Entre os avanços estão:

  • O reconhecimento do Mecanismo Amazônico de Participação Indígena (MAPI), que pela primeira vez concede um espaço formal aos delegados indígenas na governança regional.
  • O anúncio do Tropical Forests Forever Fund (TFFF), projetado para canalizar pagamentos diretos por hectare conservado.
  • O estabelecimento em Manaus de um centro internacional de cooperação policial contra crimes ambientais transfronteiriços.
  • O compromisso de chegar a uma posição amazônica comum na COP30 em Belém.

Esses são avanços que merecem ser celebrados. No entanto, a declaração deixou grandes lacunas: evitou assumir compromisso com a restrição aos combustíveis fósseis no bioma; não avançou rumo a uma OTCA social que integre povos e comunidades tradicionais e a sociedade civil; e ignorou perspectivas urgentes, como o enfoque One Health, além da participação efetiva de crianças e jovens.

Muitas Amazônias, não apenas uma

A Amazônia não é um bloco homogêneo: são muitas Amazônias, com diferentes povos, paisagens e resistências. Com exceção das Guianas, nenhum país amazônico tem sua capital no bioma: um sinal claro de colonialismo interno, onde o que acontece na floresta é decidido de longe.

Na Colômbia, a Amazônia ocupa 42% do território continental, mas continua sendo tratada como periferia nas prioridades nacionais. E, enquanto isso, as cidades amazônicas, hoje organizadas em uma rede regional, começam a reivindicar seu lugar na discussão. A pauta deve ser construída a partir dessa pluralidade: povos indígenas e povos e comunidades tradicionais, com sistemas de saberes desenvolvidos ao longo de milhares de anos, camponeses, mulheres, jovens, igrejas, academia, cidadania organizada e redes urbanas.

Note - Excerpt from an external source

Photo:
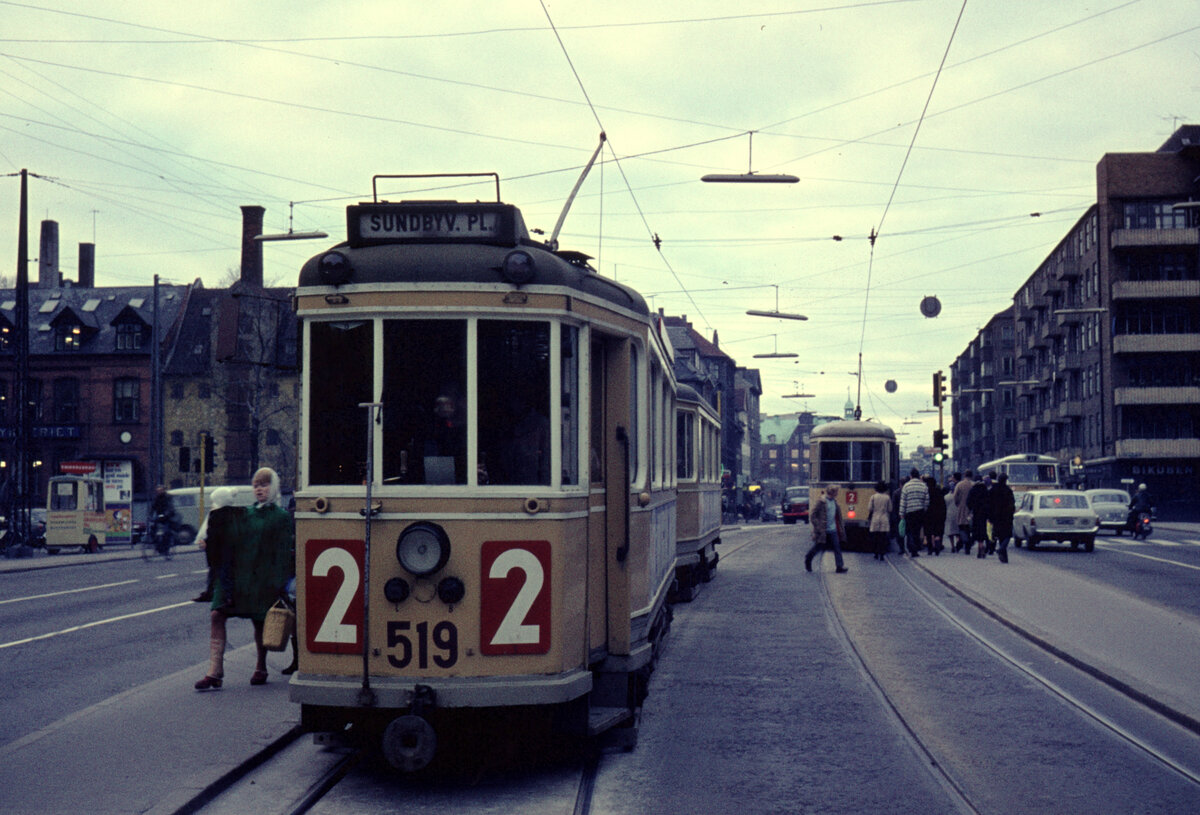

Colômbia: a agenda ausente

Na Colômbia, a situação é alarmante. A Amazônia está presa em uma violência reciclada: dissidência armada, economias ilegais, mineração predatória e disputas pelo controle territorial. E, no entanto, não há uma agenda nacional clara para lidar com essa deterioração. O vácuo de políticas coerentes expõe o bioma à deterioração acelerada, em um momento em que os alertas são mais evidentes do que nunca.

Da retórica à ação

A Declaração de Bogotá abre um caminho, mas o decisivo é ouvir os alertas já feitos por comunidades, redes amazônicas e centros de pesquisa, que há anos apresentam dados precisos sobre o risco do ponto de não retorno. Se não forem traduzidas em ações verificáveis, com financiamento real e prazos definidos, a declaração corre o risco de se tornar apenas mais um ritual retórico.

O desafio político

Hoje está claro: a agenda ambiental é uma agenda política. O que acontecer na Amazônia definirá não apenas o futuro climático, mas também a estabilidade dos próprios países. A região precisa de atenção prioritária, sem distinção de partidos ou cálculos eleitorais. E exige que a sociedade como um todo – cidadãos urbanos, setores produtivos, mídia, universidades, igrejas e jovens – deixe de olhar para a Amazônia como uma periferia distante e a assuma como o centro do debate sobre democracia, vida e humanidade.

*Diretora regional da Amazon Conservation Team Colômbia – escreveu este artigo de opinião, publicado em 27 de agosto de 2025 no El Espectador, jornal diário da Colômbia.